Full Substance List: Key WES to WEL Changes
The most impactful substance changes span every industry sector. Respirable crystalline silica drops from 0.05 to 0.025 milligrams per cubic metre, a 50 percent reduction affecting construction, mining, quarrying, manufacturing, and foundry operations. Diesel particulate matter receives a formal limit of 0.1 milligrams per cubic metre as elemental carbon for the first time, impacting transport, warehousing, mining, tunnelling, and any enclosed space where diesel equipment operates. Welding fume receives a general inhalable limit of 1.0 milligram per cubic metre, down from 5.0, while manganese fume drops from 1.0 to 0.02 milligrams per cubic metre. Wood dust is halved from 1.0 to 0.5 milligrams per cubic metre. Formaldehyde moves from 1.0 ppm TWA to a 0.3 ppm ceiling value. Isocyanates as MDI drop from 0.02 to 0.005 milligrams per cubic metre. Styrene drops from 50 ppm to 20 ppm. Toluene diisocyanate is reduced by 60 percent. Methylene chloride is halved from 50 to 25 ppm. Each reduction reflects evidence that the previous standard did not adequately protect worker health.
Industry Impact Analysis
The construction sector faces the broadest impact because silica, diesel particulate, wood dust, welding fume, and formaldehyde are all routine exposures across multiple trades. Metal fabrication and manufacturing are heavily affected by the welding fume, manganese, and isocyanate reductions. The automotive repair and spray painting sector must address isocyanate, solvent, and chromium changes. Mining and quarrying face silica and diesel particulate reductions that will require ventilation upgrades in underground operations and enclosed processing areas. The printing industry encounters solvent reductions including toluene, xylene, and methylene chloride. Laboratories and healthcare face formaldehyde and glutaraldehyde changes.
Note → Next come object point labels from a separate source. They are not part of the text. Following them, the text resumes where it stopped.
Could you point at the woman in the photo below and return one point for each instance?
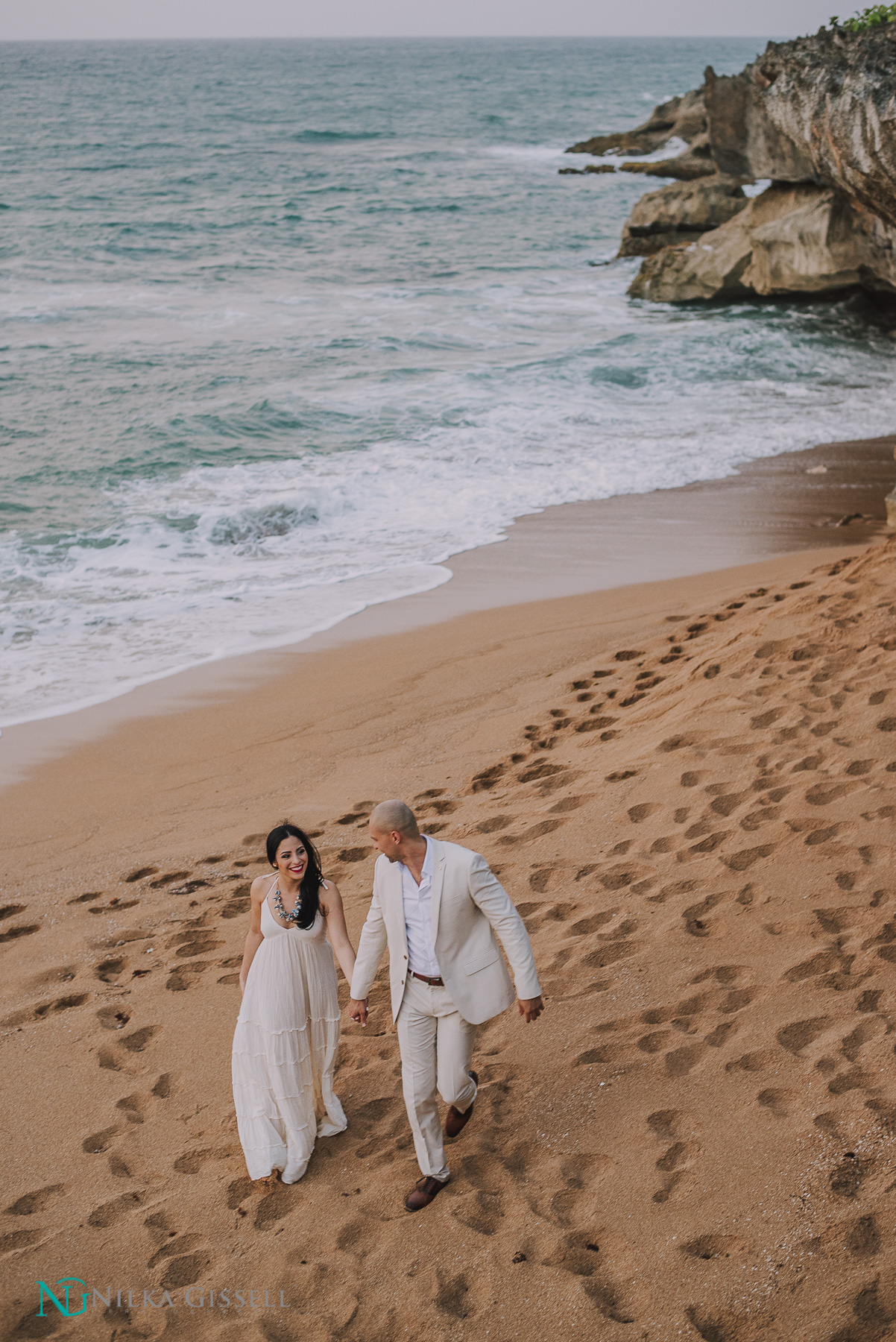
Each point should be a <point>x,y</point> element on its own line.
<point>287,1033</point>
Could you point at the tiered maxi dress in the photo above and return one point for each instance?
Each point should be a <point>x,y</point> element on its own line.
<point>285,1050</point>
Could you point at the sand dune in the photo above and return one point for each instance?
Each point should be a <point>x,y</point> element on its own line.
<point>694,1142</point>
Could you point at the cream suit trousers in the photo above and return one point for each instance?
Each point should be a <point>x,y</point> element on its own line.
<point>436,1050</point>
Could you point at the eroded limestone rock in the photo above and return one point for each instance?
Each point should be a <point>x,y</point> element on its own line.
<point>792,239</point>
<point>681,212</point>
<point>820,109</point>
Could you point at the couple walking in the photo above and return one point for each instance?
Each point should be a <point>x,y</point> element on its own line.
<point>441,912</point>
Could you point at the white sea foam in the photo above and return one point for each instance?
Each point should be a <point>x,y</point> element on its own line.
<point>248,399</point>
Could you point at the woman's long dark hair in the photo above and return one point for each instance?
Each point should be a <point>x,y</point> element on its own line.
<point>313,878</point>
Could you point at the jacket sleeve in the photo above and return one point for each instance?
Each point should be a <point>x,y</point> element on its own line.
<point>490,895</point>
<point>370,946</point>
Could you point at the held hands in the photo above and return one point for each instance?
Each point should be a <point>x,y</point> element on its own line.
<point>530,1008</point>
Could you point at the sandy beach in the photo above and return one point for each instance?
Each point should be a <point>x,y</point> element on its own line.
<point>687,788</point>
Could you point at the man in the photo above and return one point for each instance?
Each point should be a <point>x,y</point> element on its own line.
<point>439,907</point>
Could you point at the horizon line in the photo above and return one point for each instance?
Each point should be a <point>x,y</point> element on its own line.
<point>436,37</point>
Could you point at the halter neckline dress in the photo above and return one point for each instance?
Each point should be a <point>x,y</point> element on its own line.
<point>285,1050</point>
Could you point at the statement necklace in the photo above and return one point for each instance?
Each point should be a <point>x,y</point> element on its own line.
<point>294,913</point>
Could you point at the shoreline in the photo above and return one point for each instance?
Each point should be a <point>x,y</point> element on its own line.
<point>772,508</point>
<point>686,787</point>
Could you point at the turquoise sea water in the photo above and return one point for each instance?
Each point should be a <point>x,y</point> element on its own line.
<point>285,325</point>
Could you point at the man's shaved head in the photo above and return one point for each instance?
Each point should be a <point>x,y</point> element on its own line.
<point>394,815</point>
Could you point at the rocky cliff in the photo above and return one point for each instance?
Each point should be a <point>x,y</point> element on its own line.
<point>817,117</point>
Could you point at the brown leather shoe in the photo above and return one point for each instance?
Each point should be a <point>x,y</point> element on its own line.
<point>455,1121</point>
<point>424,1192</point>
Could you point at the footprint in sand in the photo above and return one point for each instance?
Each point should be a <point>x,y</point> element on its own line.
<point>100,1142</point>
<point>679,1127</point>
<point>42,1009</point>
<point>708,1247</point>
Food manufacturing must address flour dust and cleaning chemical exposure limits. The common thread across all industries is that businesses which currently operate near the existing WES values will almost certainly exceed the new WELs without intervention. The question is not whether controls are needed but how quickly they can be designed, procured, and commissioned before the December 2026 deadline.